Mandibles with a few short, semierect hairs along masticatory borders. Anterior clypeal margin with a few anteriorly directed setae medially and several shorter setae laterally. A few pairs of erect hairs near anterior and basal clypeal margins and along frontal carinae. Tuft of medium length, somewhat curved hairs on summit of mesonotum, some almost as long as greatest diameter of eye. A few rather isolated hairs on anterior faces of fore coxae and ventral surfaces of fore femora. Numerous erect hairs along posterior margins of gastral segments, more abundant ventrally. Very short, appressed hairs arising from pits and shallow punctures over most body surfaces.

Colour. Black; mandibular masticatory borders, condylae, tips of apical funicular segments and joints between trochanters and femorae, reddish-brown. Antennae and legs medium reddish-brown; tarsi black. Anterior and ventral portions of gaster rather diffusely blotched with reddish-brown.
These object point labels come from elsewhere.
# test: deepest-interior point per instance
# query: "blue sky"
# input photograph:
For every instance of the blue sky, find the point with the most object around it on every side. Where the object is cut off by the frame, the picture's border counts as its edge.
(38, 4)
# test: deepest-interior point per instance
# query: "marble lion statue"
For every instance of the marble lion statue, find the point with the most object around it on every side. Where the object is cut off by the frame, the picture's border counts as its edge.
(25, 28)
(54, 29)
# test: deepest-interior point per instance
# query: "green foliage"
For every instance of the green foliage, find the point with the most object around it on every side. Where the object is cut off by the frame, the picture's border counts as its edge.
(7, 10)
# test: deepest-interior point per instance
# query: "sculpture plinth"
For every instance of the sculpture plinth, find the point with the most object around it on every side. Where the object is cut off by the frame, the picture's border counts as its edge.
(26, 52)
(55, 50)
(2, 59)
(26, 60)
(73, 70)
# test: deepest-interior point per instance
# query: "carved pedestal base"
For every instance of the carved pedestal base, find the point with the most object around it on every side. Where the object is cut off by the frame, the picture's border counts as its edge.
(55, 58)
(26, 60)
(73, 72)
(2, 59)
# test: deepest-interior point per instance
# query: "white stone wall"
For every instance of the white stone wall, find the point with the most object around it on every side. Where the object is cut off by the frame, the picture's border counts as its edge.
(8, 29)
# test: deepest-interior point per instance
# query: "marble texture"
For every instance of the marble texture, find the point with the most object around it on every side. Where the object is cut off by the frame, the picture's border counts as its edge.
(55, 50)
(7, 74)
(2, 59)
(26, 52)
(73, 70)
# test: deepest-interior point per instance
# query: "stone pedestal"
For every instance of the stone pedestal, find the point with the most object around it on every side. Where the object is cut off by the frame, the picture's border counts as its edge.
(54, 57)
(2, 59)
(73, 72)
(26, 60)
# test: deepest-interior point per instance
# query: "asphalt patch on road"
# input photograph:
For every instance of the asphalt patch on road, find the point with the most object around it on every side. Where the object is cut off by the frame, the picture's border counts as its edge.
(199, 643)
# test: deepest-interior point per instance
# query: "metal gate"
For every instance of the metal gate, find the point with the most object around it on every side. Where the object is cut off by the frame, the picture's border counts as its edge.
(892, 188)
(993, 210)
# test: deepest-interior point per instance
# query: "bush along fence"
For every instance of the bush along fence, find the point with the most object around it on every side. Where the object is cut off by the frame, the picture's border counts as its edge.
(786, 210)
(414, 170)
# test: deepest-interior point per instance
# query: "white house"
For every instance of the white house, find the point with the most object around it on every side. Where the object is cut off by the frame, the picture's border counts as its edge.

Dimensions: TL c. 8.06; HL 1.84; HW 1.68; CI 91; SL 2.15; SI 128; PW 1.84; MTL 2.72 (1 measured). Apart from sexual characters, very similar to worker except: pronotal humeri widely rounded, mesoscutum slightly transverse, with evenly rounded anterior margin; median line short; parapsides rather flat, slightly elevated posteriorly; mesoscutum in profile distinctly convex anteriorly, with flat dorsum. Mesoscutellum convex, well elevated above dorsal plane of mesosoma. Metanotal groove distinct. Propodeal dorsum weakly convex, widely rounding into oblique declivity. Other characters, including sculpturation and pubescence as in worker.

Type Material

HOLOTYPE: PAPUA NEW GUINEA, West Sepik Prov., Torricelli Mtns, 1-2km NE of Lumi, 03°28’S, 142°02E, 400-500m, 4-13.viii.1984, R.J. Kohout acc. 84.232 (worker). PARATYPES: data as for holotype (19 workers, 7 alate queens). Holotype, most paratype workers and paratype queen in Australian National Insect Collection; 3 paratype workers and 1 paratype queen in The Natural History Museum, Museum of Comparative Zoology and Queensland Museum; 1 paratype worker each in American Museum of Natural History, Bernice P. Bishop Museum, California Academy of Sciences and National Museum of Natural History.